1 cup semi sweet chocolate chips

1/4 cup maple syrup

2 cups gluten free oats (we like Bob’s Red Mill)

Mix ingredients together. Then refrigerate for 30 minutes.

The mixture will now easily form into little balls – bite size of your choice!

These are so great for snacks and when on the go!

You can also add shredded coconut and other things as you wish!

Enjoy!

Chicken Salad

Spring must be in the air. I’m over most meals and starting to think of summer and warmer weather.

I made Plain chicken wings last night and have a ton left over so decided for lunch to make a Chicken Salad Sandwich.

Enjoy this flavourful creamy dressing over chopped apples, diced onions and chicken.

I love the LooneySpoons recipes by Janet and Greta Podleski and this is where I learned how to make a delicious dressing for chicken salads.

Dressing

1/4 cup mayonnaise

1/4 cup sour cream

1 tbsp Dijon Mustard

1 tbsp white vinegar

1 tbsp orange juice

1/4 tsp salt

Fresh ground pepper to liking

Whisk all ingredient together and set aside.

Next Steps

Dice half an Apple.

Dice up chicken (enough for a sandwich or two!). Add to bowl.

Dice up 1/8 cup of onion. Add to bowl.

Mix in the amount of dressing you prefer for your chicken salad.

If you like it more on the dry side, add a few spoonfuls; more moist add a few more spoonfuls. Toss together well.

I served on a sour dough bread, with Swiss cheese. I can also happily just eat this mix right out of the bowl! It would also be lovely, on a bed of fresh greens. Cranberries or raisins could be a lovely addition too!

Enjoy!

Gluten Free Apple Pumpkin Soup

It’s winter and it’s cold. I’m feeling discouraged from canned, store bought soup. Yes, they are convenient but where is the flavour?

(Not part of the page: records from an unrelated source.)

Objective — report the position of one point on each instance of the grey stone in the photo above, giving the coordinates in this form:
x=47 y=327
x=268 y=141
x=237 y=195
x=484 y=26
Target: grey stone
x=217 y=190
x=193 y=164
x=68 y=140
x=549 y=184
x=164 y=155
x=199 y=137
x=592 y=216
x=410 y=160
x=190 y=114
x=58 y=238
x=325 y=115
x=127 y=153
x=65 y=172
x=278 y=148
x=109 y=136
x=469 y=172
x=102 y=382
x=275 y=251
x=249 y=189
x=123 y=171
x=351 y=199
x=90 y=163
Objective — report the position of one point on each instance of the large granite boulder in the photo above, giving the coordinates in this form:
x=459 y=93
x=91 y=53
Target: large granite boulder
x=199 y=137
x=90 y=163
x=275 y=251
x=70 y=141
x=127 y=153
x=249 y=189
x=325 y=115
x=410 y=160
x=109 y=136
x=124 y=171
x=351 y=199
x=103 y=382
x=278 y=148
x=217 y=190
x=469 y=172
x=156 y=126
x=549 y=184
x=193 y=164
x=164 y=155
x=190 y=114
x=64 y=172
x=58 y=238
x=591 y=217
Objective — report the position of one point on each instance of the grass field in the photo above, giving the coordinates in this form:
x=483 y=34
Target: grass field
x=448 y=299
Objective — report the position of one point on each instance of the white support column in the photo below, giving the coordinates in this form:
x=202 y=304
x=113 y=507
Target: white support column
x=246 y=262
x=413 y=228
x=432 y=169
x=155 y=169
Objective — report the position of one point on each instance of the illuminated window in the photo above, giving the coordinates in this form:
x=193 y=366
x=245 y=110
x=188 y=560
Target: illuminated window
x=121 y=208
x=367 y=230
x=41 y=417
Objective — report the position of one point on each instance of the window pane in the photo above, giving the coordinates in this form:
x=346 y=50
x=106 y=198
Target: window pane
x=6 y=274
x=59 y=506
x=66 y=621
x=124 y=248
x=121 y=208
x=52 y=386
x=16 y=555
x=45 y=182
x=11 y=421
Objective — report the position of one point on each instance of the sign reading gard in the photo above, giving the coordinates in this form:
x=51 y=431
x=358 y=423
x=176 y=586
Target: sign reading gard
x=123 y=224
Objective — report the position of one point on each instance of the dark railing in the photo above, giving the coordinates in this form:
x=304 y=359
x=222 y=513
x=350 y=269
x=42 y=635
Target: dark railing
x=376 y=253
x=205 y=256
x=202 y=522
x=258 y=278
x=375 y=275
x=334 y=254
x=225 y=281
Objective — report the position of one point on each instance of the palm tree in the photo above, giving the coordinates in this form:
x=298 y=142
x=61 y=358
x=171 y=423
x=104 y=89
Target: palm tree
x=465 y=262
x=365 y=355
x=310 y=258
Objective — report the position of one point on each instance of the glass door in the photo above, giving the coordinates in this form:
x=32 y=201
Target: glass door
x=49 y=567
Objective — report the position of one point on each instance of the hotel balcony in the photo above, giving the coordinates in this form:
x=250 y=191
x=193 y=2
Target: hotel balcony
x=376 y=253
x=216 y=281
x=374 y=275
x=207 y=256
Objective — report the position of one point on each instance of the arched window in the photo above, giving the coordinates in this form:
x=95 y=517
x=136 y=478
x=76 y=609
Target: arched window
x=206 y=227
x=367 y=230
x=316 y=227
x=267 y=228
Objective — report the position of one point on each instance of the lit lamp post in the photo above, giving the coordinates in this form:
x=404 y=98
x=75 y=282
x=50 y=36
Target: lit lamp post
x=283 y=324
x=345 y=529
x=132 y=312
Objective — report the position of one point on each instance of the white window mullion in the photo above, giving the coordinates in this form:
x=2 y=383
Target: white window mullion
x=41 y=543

I’m craving a hearty and tasty, and also soothing soup. Pumpkin comes to my mind.

Ingredients

1 can Pure Pumpkin

3 tablespoons unsalted butter

1 small cooking onion, chopped finely

4 small apples (I had Royal Gala on hand)

1/2 teaspoon Epicure Caesar dressing mix

1/2 teaspoon cinnamon

1/2 teaspoon salt

1/8 teaspoon cayenne pepper (you can add more if you want spicer)

Freshly Ground pepper (to taste)

1 tablespoon packed brown sugar

4 1/2 tablespoons Epicure Vegetable Broth mix plus 3 cups water

1 cup Apple Cider

3 tablespoons Epicure Coconut Curry Seasoning Mix

1/2 cup whipping cream

Directions

In a large pot, melt butter and sauté onions over medium heat.

Add the diced Apple, spices, brown sugar, salt and pepper. Cook for 5 minutes.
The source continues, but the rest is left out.